In Comparative Example 8, the weight-average molecular weight of the photopolymerizable compound was inappropriate, and it was judged that the adhesion to the wafer was poor, and defective wafer retention occurred.

In Comparative Example 9, since the mass parts of the hardener were too small, it was judged that defects occurred in chipping and adhesion.

In Comparative Example 10, since the mass parts of the hardener were excessive, it was judged that a defect occurred in the wafer holding property.

In Comparative Example 11, since the parts by mass of the photopolymerization initiator were too small, it was judged that a defect occurred in the pickup property.

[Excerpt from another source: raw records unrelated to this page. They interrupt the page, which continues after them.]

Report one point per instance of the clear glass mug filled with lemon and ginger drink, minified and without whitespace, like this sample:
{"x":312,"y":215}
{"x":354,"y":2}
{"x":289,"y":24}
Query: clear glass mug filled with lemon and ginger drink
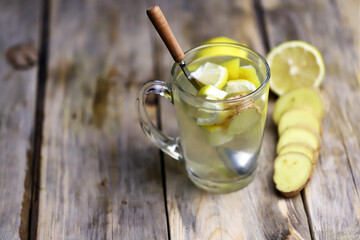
{"x":220,"y":140}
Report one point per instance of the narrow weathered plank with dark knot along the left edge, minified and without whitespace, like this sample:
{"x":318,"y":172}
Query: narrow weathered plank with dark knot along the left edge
{"x":19,"y":26}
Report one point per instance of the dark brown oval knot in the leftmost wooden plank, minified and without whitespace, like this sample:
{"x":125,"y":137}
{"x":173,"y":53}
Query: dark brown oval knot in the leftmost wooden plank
{"x":22,"y":56}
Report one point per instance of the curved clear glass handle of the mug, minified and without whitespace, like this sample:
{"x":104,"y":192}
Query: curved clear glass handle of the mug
{"x":167,"y":144}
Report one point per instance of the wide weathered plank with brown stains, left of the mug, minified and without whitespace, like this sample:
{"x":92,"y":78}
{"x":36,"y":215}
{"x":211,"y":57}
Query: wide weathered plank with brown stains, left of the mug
{"x":100,"y":178}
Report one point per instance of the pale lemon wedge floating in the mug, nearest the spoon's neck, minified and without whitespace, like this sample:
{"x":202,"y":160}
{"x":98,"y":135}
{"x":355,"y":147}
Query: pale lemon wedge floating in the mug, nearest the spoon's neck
{"x":211,"y":74}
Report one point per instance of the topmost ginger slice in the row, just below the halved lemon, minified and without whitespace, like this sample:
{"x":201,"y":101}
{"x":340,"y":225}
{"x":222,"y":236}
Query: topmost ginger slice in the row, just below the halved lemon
{"x":304,"y":96}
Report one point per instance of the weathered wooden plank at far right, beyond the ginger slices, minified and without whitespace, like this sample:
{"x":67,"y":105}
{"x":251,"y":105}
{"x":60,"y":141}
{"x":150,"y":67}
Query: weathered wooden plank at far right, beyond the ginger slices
{"x":332,"y":196}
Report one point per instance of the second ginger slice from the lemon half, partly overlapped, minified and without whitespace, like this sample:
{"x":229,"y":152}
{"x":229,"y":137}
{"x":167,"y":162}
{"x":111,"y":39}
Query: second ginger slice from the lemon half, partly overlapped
{"x":299,"y":116}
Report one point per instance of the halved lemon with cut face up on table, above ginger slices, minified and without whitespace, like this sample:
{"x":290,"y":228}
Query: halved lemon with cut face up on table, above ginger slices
{"x":295,"y":64}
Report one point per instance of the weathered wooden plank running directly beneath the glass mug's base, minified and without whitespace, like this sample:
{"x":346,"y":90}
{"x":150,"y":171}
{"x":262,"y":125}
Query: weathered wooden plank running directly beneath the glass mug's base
{"x":256,"y":212}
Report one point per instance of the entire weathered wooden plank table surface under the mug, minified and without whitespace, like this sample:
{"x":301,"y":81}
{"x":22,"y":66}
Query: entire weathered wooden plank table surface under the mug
{"x":74,"y":163}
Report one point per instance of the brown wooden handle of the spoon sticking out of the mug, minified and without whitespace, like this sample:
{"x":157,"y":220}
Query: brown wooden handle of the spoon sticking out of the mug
{"x":162,"y":27}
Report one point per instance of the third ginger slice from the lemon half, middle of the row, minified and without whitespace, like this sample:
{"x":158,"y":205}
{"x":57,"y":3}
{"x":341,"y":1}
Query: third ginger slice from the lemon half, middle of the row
{"x":299,"y":135}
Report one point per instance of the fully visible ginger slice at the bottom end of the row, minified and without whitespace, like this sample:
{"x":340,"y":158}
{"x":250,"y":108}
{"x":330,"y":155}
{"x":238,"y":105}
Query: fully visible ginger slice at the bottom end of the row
{"x":291,"y":173}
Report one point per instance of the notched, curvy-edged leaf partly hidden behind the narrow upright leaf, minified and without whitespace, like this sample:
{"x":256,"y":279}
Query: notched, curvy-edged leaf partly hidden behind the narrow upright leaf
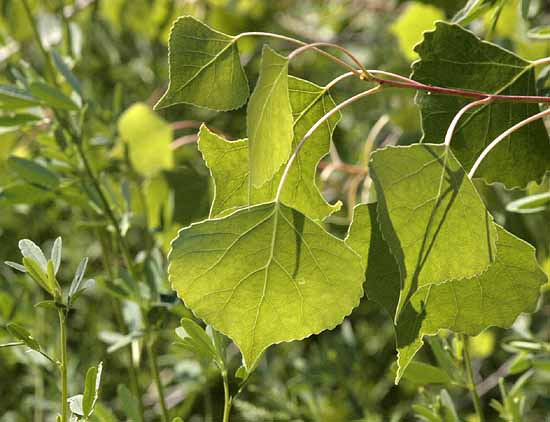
{"x":228,"y":160}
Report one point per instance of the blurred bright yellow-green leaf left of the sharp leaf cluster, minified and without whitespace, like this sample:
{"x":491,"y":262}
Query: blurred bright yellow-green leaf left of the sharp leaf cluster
{"x":148,"y":137}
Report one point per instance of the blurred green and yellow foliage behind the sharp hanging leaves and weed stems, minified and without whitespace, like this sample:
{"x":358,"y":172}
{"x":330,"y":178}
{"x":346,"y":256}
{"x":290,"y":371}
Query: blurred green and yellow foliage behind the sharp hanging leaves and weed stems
{"x":157,"y":182}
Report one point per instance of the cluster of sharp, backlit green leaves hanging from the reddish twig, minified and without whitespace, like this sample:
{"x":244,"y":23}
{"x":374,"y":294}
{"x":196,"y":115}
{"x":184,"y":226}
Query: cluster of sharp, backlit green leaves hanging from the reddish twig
{"x":262,"y":269}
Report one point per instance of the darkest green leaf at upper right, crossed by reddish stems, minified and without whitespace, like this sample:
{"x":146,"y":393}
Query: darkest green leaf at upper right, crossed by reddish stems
{"x":453,"y":57}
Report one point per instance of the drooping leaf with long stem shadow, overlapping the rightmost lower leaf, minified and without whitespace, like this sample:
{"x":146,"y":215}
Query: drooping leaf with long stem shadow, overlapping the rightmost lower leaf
{"x":431,"y":215}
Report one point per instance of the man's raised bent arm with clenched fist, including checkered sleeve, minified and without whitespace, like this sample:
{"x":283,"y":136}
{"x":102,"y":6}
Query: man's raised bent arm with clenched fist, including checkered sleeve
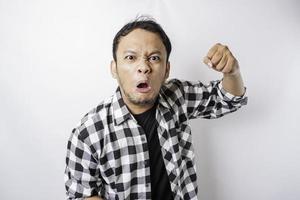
{"x":217,"y":98}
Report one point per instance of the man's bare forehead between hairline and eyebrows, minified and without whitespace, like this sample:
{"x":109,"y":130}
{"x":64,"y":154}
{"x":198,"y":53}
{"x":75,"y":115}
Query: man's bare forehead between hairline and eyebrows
{"x":141,"y":40}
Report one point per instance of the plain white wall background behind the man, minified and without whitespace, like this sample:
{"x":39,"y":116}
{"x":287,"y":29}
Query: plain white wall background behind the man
{"x":54,"y":67}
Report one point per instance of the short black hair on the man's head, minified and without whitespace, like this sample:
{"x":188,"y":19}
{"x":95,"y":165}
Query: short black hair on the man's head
{"x":146,"y":23}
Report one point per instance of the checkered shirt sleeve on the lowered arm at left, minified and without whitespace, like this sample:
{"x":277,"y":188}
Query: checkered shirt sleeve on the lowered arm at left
{"x":81,"y":172}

In Comparative Example 12, since the mass parts of the photopolymerization initiator were excessive, it was judged that a defect occurred in pick-up property.

Industrial availability

According to the adhesive tape of the present invention, even in a processing device where the adhesive surface is in contact with the roller, it is difficult to adhere closely to the roller, and even if an automated processing device is used, it can be easily peeled off in the picking step. Therefore, the adhesive tape system of the present invention can be applied to the manufacture of semiconductor wafers or semiconductor parts manufactured by cutting, picking, and the like.

1‧‧‧ fluororesin roll

2‧‧‧ rubber roller

3‧‧‧ Adhesive tape for semiconductor processing

4‧‧‧ Adhesion due to entrainment

Claims (3)

An adhesive tape for semiconductor processing is an adhesive tape for semiconductor processing having an adhesive layer on a vinyl chloride film, wherein the Young's modulus of the vinyl chloride film is 200 to 500 MPa; the adhesive layer contains no hydroxyl and carboxyl groups (Meth) acrylate polymer, and contains 20 to 150 parts by mass of a photopolymerizable compound and 0.1 to 10 parts by mass of a hardener relative to 100 parts by mass of the (meth) acrylate polymer. And 0.1 parts by mass to 10 parts by mass of a photopolymerization initiator; the photopolymerizable compound is a urethane acrylate, and the urethane acrylate has an isophorone diisocyanate skeleton or a toluene diisocyanate skeleton, The weight average molecular weight is 1,000 to 10,000, and the number of carbon-carbon double bonds is 6 to 15. The adhesive tape for semiconductor processing according to claim 1, wherein the hardener has an isocyanate group or an epoxy group. A method for manufacturing a semiconductor wafer or a semiconductor part, comprising: attaching a semiconductor wafer or a substrate and a dicing frame with a step of attaching the adhesive tape for semiconductor processing as claimed in claim 1 or 2; cutting the semiconductor wafer or the A cutting step of obtaining a semiconductor wafer or a semiconductor part from a substrate; a step of irradiating ultraviolet light to the adhesive tape for semiconductor processing; an expanding step of stretching the adhesive tape for semiconductor processing; and picking up the semiconductor from the adhesive tape for semiconductor processing A step of picking up a wafer or the semiconductor part.